In recent years, our sensing capability has increased manifold. The developments in sensor technology, telecommunication, computer networking and distributed computing domain have created strong grounds for building sensor networks that are now reaching global scales (Balazinska et al., 2007). As data sources are increasing, the task of processing and analysis has gone beyond the capabilities of conventional desktop data processing tools. For quite a long time, data was assumed to be available on the single user-desktop; and handling, processing as well as analysis was carried out single-handedly. With proliferation of streaming data-sources and near real-time applications, it has become important to make provisions of automated identification and attribution of data-sets derived from such diverse sources. Considering the sharing and reuse of such diverse data-sets, the information about: the source of data, ownership, time-stamps, accuracy related details, processes and transformations subjected to it etc. have become essential. The piece of data that provide such information about the given data-set is known as Metadata. The need is recognized for creating and handling of metadata as an integrated part of large-scale systems. Considering the information requirements of scientific and research community, the efforts towards the building global data commons have came into existence (Onsrud & Campbell, 2007). A special type of service is required that can address the issues like: explication of licensing & Intellectual Property Rights, standards based automated generation of metadata, data provenance, archival and peer-review. While each of these terms is being addressed as individual research topics, the present article is focused only on Data Provenance.

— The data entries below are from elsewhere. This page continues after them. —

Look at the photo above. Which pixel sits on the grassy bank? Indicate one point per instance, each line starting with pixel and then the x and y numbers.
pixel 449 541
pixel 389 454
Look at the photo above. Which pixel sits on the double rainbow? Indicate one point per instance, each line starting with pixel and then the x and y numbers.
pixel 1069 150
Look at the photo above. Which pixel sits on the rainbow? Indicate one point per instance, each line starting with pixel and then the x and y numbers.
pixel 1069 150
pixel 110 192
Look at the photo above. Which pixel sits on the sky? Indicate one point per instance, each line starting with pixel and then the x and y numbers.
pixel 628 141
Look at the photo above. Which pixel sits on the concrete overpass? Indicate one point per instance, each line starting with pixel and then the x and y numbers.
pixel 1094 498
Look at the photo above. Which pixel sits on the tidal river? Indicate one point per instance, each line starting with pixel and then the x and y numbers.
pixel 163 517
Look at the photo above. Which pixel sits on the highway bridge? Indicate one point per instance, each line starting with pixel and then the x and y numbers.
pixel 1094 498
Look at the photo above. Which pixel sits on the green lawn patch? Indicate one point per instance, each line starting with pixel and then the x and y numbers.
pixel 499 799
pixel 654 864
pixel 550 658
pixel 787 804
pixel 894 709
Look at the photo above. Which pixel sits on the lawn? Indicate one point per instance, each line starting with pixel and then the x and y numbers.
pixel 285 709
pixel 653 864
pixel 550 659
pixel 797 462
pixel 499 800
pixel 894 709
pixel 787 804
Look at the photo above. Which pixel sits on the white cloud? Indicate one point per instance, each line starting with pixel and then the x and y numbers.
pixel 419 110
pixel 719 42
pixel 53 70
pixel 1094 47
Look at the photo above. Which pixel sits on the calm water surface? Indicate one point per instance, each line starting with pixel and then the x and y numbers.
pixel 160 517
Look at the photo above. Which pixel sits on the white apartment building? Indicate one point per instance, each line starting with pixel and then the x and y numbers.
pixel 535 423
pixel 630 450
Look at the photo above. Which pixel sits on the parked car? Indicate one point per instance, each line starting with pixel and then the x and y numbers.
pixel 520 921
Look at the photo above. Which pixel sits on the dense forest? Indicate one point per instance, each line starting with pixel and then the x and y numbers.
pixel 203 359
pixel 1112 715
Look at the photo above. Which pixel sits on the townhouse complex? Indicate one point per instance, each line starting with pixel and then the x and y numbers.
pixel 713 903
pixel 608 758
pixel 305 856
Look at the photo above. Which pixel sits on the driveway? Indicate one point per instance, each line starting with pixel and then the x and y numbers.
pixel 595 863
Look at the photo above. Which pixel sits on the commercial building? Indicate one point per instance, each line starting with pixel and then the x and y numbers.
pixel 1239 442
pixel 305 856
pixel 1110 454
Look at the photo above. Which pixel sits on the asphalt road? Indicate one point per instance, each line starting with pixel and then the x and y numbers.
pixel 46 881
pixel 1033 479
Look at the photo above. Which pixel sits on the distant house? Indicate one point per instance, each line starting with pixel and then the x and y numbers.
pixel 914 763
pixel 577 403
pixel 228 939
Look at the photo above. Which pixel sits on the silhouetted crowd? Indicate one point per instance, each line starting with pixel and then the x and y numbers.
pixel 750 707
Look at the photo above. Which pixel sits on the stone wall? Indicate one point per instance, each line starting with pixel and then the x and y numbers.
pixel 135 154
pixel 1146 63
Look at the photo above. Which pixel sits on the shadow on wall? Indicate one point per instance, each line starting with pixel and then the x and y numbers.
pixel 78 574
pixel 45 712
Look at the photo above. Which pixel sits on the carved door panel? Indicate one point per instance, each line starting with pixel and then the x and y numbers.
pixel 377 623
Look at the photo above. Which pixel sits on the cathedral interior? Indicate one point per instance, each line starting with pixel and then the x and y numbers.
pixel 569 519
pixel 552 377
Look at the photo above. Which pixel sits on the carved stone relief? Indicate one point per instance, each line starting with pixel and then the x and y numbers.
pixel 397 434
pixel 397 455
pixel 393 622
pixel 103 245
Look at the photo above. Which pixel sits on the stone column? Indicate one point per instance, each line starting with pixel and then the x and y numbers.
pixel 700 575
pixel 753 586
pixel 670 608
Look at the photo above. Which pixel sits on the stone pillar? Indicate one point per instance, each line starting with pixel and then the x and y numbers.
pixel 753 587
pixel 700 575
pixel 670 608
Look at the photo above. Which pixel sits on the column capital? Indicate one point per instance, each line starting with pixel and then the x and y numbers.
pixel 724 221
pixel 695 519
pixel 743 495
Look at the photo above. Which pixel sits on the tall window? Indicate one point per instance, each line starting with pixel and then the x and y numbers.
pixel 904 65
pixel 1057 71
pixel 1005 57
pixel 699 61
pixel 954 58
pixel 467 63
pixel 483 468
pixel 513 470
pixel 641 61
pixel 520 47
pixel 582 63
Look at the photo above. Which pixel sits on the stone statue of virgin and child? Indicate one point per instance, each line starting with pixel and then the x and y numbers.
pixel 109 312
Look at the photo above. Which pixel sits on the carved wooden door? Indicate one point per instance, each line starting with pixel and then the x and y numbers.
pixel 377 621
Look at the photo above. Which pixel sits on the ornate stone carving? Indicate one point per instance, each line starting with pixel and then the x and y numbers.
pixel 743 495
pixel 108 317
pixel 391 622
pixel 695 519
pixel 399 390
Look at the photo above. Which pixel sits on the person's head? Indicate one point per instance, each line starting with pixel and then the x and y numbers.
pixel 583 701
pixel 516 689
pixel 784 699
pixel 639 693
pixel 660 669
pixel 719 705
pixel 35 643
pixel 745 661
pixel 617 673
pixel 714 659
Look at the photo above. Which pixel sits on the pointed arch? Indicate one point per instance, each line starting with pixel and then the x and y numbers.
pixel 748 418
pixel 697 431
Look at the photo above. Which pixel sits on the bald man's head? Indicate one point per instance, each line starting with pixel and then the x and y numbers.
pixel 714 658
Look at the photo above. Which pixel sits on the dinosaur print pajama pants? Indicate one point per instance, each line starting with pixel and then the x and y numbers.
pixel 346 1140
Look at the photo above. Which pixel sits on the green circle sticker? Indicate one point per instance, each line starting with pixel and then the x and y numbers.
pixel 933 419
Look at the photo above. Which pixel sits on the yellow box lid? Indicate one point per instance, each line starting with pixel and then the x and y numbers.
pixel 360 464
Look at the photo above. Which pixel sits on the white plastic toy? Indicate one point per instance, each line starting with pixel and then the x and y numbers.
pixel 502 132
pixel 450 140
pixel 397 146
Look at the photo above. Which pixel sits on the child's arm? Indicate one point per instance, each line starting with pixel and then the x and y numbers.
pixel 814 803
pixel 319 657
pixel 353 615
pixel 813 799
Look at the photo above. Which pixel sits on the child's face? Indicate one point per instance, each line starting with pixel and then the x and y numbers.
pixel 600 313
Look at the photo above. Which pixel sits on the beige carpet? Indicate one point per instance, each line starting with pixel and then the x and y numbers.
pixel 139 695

Provenance is used in art, science, technology and many other fields for a long time. With the recent developments of database management systems (DBMS) responding to increasingly complex utilization scenarios, the importance of data provenance has become evident. In simplest from, data provenance in DBMS can be utilized to hold information about how, when any why the Views are created. Sensor networks, enterprise systems and collaborative applications involve more complex data provenance approaches required to handle large data stores (Ledlie, Ng, & Holland, 2005).
The purpose of this article is to introduce only the important terms and approaches involved in Data Provenance to the Data Mining and Data Warehousing community. For the detailed account of the subject including historical development, taxonomy of approaches, recent research and application trends, the readers are advised to refer (Bose & Frew, 2005) and (Simmhan, Plale, & Gannon, 2005).